I think it is important that you address the skin inflammation on the body, it is undoubtedly irritated skin harboring bacterial infection. The best way to help speed up the healing process of the skin would be to place a 0.9% concentration of pond tonic salt in the fish's water (I recommend Blagdon or Waterlife tonic salt). This will cause something called reverse osmosis whereby water and its various properties are drawn out of the fish rather than into it. The result is that the irritated skin will be able to heal faster and the salt should also kill off some of the bacteria by dehydrating it. Note: The fish will not become dehydrated so don't worry!

The 0.9% concentration of salt should be added to the fish's environment over 3-4 days, so place 0.3% of salt in on day 1 and the same amount for days 2 and 3. Putting it all in at once will be very stressful for the fish.

On day 1-2 you should add your first dosage of Myxazin. The product is not incompatible with salt/salt water.

Here is where Myxazin can be ordered from: click here. You can also find it on eBay etc.

Mark.

The Myxazin, do I take the fish out of the pond and put it in a seperate tank? The fish weight 12lbs and is around 60cm long.

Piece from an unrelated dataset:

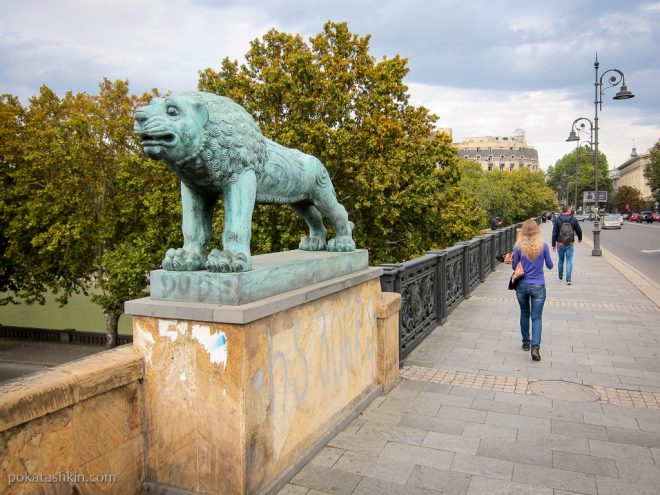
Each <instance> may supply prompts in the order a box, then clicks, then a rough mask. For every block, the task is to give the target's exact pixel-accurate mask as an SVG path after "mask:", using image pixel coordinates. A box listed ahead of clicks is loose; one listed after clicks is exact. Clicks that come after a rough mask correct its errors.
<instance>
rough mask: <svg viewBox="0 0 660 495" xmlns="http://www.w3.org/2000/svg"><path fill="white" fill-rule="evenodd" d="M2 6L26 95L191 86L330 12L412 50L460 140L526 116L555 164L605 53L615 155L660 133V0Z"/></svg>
mask: <svg viewBox="0 0 660 495" xmlns="http://www.w3.org/2000/svg"><path fill="white" fill-rule="evenodd" d="M0 11H1V12H2V16H1V17H0V67H2V69H1V70H0V93H12V94H16V95H18V96H20V97H22V98H24V99H25V98H27V97H28V96H30V95H32V94H36V93H37V92H38V88H39V86H40V85H42V84H46V85H47V86H49V87H50V88H51V89H54V90H55V91H57V92H58V93H63V92H64V91H68V90H71V91H74V92H79V91H86V92H91V93H94V92H96V91H97V86H98V83H99V82H100V80H101V78H103V77H108V78H110V79H129V81H130V83H131V86H130V87H131V90H132V91H133V92H134V93H141V92H142V91H146V90H148V89H150V88H152V87H156V88H158V89H159V90H161V91H168V90H171V91H173V92H179V91H183V90H188V89H192V88H195V87H196V86H197V82H198V71H199V70H203V69H205V68H207V67H211V68H214V69H218V68H219V66H220V62H221V60H222V59H223V58H225V57H228V58H230V59H237V60H239V61H240V60H242V59H243V56H244V54H245V53H246V52H247V51H248V49H249V44H250V41H252V40H253V39H255V38H261V37H262V36H263V35H264V34H265V33H266V32H267V31H268V30H269V29H270V28H272V27H275V28H276V29H278V30H280V31H285V32H290V33H300V34H301V35H302V36H303V38H305V39H307V38H308V37H309V36H311V35H314V34H316V33H319V32H320V31H321V30H322V26H323V23H324V22H325V21H327V20H333V21H337V22H339V21H347V22H348V23H349V28H350V29H351V31H352V32H353V33H356V34H358V35H360V36H364V35H367V34H371V35H372V36H371V41H370V46H371V53H372V55H374V56H375V57H376V58H380V57H381V55H387V56H389V57H391V56H394V55H396V54H400V55H401V56H402V57H406V58H408V59H409V68H410V74H409V76H408V77H407V79H406V83H407V84H408V86H409V87H410V90H411V94H412V97H413V101H414V102H415V103H416V104H422V105H424V106H427V107H428V108H430V109H431V110H432V111H433V112H435V113H438V114H439V115H440V117H441V120H440V121H439V123H438V125H440V126H442V127H452V128H453V129H454V133H455V136H456V137H457V138H460V137H464V136H468V135H485V134H493V135H506V134H509V133H511V132H512V131H513V130H514V129H516V128H523V129H525V131H526V133H527V139H528V141H529V143H530V144H532V145H533V146H535V147H536V148H537V149H538V150H539V155H540V160H541V164H542V166H543V167H547V166H548V165H552V164H554V162H555V161H556V160H557V159H559V158H561V156H563V155H564V154H565V153H568V152H569V151H570V145H569V143H566V142H564V140H565V138H566V135H567V134H568V131H569V130H570V124H571V122H572V121H573V120H574V119H575V118H577V117H579V116H586V117H589V118H592V116H593V60H594V56H595V53H596V51H598V53H599V57H600V58H601V68H602V69H603V70H605V69H606V68H610V67H618V68H620V69H622V70H623V71H624V72H625V74H626V81H627V83H628V87H629V88H630V90H631V91H633V92H634V93H635V94H636V98H634V99H633V100H629V101H626V102H611V101H610V100H608V101H607V103H606V104H605V105H604V106H603V115H602V119H601V126H600V127H601V139H600V141H601V149H602V150H603V151H604V152H605V153H607V154H608V157H609V158H610V164H611V165H615V164H619V163H621V162H622V161H623V160H625V158H626V157H627V156H628V154H629V153H630V149H631V147H632V141H633V139H635V141H636V144H637V148H638V150H640V151H641V150H643V149H646V148H649V147H651V146H652V145H653V144H654V143H655V142H656V141H657V140H658V139H659V138H660V124H659V123H660V94H659V93H658V91H657V81H658V80H659V77H660V58H658V56H657V51H658V48H657V47H658V46H660V31H659V30H658V29H656V26H657V25H658V22H659V17H660V2H658V1H649V0H630V1H629V2H621V1H620V0H601V1H599V2H598V8H596V7H595V6H594V4H593V3H592V2H589V3H584V2H582V3H580V2H574V1H571V0H556V1H555V2H549V3H548V2H545V1H540V0H524V1H523V0H506V1H504V0H488V1H486V0H482V1H474V2H465V1H464V0H442V1H440V0H439V1H436V2H428V1H425V0H411V1H410V2H400V1H392V0H364V1H363V2H353V1H351V0H332V1H329V0H318V1H314V2H309V1H308V0H306V1H303V0H279V1H277V2H272V1H266V0H251V1H249V2H248V1H247V0H235V1H233V0H221V1H216V0H94V1H91V2H90V1H82V0H59V1H58V2H48V1H45V0H21V1H20V2H16V1H15V0H0ZM611 91H613V90H610V92H611ZM611 96H612V95H611V94H608V96H607V98H609V97H611Z"/></svg>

We've just done a water test and the nitrite is 0.3 mg/l and the ammonia is 0. We are currently pumping 50L of air into the filter do you think I need another air pump as their seems to be mixed reviews on it. Out pond is 3000 Gallons.
 
It would be ideal if you could treat in a separate tank as it will be costly treating a pond with a capacity of 3000 gallons. It would be brilliant to pump air (oxygen) into the separate tank via use of an airpump as it will liven the fish up and the naturally occurring bacteria named nitrosomonus (this consumes ammonia) and nitrobacter (this consumes nitrite) will grow and colonize your filter media (sponges) much more quickly.

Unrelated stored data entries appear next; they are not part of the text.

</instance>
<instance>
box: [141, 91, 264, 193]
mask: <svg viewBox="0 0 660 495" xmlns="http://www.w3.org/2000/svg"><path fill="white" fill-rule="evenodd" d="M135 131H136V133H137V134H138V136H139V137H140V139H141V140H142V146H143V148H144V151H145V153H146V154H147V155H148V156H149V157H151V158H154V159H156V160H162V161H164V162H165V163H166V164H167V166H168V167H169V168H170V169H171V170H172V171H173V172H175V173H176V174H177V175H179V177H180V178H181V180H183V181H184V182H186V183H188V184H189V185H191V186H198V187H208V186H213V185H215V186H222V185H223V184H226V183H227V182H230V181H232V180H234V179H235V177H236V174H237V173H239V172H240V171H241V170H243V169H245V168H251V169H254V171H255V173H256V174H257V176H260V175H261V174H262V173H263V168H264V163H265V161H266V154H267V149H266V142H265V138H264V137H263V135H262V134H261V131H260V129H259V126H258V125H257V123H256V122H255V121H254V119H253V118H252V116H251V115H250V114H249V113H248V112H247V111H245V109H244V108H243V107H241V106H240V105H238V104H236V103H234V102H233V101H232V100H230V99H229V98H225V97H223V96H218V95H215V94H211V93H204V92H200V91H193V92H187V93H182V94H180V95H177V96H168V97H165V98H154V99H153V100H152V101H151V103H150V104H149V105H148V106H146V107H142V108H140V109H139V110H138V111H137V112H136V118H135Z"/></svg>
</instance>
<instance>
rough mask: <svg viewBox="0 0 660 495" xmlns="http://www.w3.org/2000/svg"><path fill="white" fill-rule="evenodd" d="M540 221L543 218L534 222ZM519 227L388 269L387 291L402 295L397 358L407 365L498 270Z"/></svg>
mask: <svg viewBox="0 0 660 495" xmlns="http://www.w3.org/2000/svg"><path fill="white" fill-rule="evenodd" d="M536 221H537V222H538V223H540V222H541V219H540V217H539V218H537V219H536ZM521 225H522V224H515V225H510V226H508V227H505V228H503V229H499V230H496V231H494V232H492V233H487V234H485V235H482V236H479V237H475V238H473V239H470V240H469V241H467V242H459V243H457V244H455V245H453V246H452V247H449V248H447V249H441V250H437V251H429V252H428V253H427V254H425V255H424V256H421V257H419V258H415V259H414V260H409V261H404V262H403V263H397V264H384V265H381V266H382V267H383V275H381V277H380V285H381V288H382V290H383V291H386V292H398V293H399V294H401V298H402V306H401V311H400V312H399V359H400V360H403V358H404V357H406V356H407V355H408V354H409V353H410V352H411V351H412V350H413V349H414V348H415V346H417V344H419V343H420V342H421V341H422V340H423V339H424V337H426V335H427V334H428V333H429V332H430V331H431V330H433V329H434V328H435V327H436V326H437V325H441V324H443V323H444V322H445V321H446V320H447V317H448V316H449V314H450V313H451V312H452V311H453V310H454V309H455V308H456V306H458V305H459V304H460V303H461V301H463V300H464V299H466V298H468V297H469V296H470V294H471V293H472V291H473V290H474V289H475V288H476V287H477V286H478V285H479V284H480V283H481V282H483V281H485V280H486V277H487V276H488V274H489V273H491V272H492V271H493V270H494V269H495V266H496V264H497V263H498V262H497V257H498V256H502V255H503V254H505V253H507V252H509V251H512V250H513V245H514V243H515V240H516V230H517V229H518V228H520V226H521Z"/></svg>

If you are to treat it in a separate tank I highly recommend transferring some filter sponge from your pond's filter system and installing it in your tanks filter system as the sponge will contain lots of nitrifying bacteria that will begin to oxidise the ammonia your fish produces in the tank. If you do not have any spare sponge to use you will need to do 1-2 50-75% water changes each day to stop the ammonia level rising.

You could equally treat the fish in the pond as the medicine is not harmful to filter bacteria, water using wildlife or plants. Only problem is you will need to buy much more medicine to treat all 3000 gallons of water! Note: You are required to remove your UV light water clarifier and carbon/zeolite filter media before and during treatment as it will not work if these are installed in your filter system.
 
We have a separate large plastic container that we used when we sedated the fish and fixed his eye, but there isn't a lot of room for him to swim about. The fins are getting worse as the days go by and sometimes the fish just sits on the bottom of the pond.

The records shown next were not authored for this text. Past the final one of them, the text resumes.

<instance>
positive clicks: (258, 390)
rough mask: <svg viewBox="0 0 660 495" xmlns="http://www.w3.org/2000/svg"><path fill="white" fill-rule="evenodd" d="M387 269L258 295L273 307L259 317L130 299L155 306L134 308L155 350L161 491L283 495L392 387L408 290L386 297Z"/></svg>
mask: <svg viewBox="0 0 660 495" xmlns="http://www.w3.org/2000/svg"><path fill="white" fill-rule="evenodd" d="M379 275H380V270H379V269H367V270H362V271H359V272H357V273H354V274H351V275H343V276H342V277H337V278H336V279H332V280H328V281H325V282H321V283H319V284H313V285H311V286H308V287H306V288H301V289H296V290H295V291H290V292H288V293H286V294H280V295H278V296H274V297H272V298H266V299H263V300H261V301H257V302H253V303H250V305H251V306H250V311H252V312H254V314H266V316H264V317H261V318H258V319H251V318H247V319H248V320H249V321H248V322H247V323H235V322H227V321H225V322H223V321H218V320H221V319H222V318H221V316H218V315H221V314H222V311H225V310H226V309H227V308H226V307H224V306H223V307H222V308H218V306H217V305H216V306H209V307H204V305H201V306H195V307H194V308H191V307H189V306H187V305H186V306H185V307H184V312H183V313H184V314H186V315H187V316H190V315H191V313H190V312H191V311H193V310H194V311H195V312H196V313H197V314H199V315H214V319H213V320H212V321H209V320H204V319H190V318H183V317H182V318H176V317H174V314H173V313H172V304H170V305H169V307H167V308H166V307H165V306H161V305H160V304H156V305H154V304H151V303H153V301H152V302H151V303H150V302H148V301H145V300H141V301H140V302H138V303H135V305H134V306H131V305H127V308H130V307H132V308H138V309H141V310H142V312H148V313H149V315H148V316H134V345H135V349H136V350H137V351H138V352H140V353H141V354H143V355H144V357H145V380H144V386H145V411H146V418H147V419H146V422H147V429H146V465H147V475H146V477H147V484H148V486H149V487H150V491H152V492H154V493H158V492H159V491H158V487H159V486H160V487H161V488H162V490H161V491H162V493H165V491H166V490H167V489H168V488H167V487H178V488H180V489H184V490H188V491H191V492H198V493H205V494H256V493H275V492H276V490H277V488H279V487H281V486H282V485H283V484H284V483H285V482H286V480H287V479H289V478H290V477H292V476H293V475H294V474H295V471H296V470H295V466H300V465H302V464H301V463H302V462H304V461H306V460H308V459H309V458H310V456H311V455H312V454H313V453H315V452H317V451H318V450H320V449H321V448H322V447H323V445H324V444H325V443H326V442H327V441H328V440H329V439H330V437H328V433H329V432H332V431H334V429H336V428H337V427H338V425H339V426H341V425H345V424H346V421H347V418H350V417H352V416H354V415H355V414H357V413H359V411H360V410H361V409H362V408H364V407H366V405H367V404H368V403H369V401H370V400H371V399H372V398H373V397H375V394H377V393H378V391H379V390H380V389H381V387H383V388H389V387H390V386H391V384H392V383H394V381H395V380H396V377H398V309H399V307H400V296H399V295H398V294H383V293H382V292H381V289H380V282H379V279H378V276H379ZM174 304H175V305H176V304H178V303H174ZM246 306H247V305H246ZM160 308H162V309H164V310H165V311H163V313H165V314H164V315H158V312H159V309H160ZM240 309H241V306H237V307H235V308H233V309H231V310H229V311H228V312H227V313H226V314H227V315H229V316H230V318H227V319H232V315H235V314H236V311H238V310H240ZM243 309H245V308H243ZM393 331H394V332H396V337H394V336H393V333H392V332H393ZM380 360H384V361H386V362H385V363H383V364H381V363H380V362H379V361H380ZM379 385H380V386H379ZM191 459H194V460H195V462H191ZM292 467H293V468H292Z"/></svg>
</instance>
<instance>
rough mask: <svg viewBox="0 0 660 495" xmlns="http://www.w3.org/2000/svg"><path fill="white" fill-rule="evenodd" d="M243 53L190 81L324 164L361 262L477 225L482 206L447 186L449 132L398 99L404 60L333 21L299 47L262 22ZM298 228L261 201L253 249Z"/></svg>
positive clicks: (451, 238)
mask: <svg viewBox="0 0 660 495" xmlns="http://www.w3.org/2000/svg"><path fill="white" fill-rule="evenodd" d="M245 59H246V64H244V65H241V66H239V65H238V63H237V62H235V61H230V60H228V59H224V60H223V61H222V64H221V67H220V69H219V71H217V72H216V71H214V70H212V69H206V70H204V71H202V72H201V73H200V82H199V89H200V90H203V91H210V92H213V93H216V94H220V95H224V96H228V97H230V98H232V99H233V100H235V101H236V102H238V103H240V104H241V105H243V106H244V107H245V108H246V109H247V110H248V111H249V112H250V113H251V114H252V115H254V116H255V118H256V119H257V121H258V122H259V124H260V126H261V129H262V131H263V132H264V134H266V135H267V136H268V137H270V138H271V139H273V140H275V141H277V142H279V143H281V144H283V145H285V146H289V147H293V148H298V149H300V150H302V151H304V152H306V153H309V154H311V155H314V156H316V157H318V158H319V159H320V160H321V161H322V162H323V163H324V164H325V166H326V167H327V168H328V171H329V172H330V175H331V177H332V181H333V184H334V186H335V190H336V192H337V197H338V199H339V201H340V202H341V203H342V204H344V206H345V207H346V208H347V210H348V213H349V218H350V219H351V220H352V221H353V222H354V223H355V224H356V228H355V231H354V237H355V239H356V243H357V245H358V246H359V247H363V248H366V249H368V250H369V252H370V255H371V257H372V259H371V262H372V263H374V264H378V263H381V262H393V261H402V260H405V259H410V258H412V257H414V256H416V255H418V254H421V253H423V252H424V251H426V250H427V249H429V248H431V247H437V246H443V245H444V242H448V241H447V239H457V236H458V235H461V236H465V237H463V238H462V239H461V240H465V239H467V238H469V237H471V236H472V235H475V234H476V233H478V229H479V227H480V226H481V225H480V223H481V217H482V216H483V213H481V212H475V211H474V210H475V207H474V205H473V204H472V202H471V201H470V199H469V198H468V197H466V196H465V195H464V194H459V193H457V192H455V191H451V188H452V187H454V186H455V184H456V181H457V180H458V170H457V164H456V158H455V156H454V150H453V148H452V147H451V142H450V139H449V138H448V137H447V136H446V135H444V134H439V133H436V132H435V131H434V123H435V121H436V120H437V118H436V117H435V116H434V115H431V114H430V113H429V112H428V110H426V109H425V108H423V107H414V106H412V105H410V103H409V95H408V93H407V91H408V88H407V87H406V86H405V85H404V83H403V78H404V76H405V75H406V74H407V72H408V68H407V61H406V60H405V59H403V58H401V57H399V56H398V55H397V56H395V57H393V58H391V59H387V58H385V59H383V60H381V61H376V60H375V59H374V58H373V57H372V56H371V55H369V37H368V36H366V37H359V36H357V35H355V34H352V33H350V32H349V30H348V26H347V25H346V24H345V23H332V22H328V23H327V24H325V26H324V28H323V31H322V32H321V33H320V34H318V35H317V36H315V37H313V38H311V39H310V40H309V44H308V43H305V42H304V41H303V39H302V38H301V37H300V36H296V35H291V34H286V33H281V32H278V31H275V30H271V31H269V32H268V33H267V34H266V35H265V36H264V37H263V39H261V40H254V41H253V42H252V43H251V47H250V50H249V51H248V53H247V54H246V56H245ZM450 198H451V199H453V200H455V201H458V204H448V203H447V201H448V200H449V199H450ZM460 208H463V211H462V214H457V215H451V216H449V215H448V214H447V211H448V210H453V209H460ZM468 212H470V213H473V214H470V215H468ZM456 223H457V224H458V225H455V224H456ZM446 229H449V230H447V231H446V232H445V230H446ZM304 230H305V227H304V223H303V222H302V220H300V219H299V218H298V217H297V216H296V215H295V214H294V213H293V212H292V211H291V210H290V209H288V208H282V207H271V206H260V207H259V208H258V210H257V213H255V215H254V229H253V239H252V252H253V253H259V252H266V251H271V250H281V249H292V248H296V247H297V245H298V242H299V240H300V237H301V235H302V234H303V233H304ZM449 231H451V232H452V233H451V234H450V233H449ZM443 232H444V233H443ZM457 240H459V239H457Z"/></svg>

Just a few minutes ago it jumped out the water and landed on out lawn. Firstly it hit the paving then ended up on the grass but he's not back in the pond, again just sitting on the bottom.

Out filter uses plastic nodules (nexus Range) so the bacterium isn’t kept trapped like it would be with a traditional sponge-media type filter... Is the Myxazin mainly treated for tanks, hence the small amount per bottle, or is it used for quarantine too? (We would need around 100 bottles in order to treat the whole pond, so that is not an option really)

We have an air pump that injects air into the filter system (in order for it to work) but we also have a large air disc that we could possible use, should we keep the ill fish in separate waters.

The nitrite levels are going up and down, but are never higher than 0.3mg/L. We have reduced feeding to twice a day too.

We're getting very worried about this fish, he doesn't seem to be getting any better and it's disheartening to see his fins in such a bad way.

Thank you very much for your help.

Nathan
 
We've carried out a 50% water change (1500 gallons) and have tested the water. The Ammonia is 0mg/L but the Nitrite/Nitrate remain at above 0.3mg/L. We will possible look into buying more expensive testing kits and a Ph tester too. Feeding has been reduced to twice a day.

What else can we do to reduce Nitrite/Nitrate? I'm looking into what exactly these are but I understand they 'convert' into each other.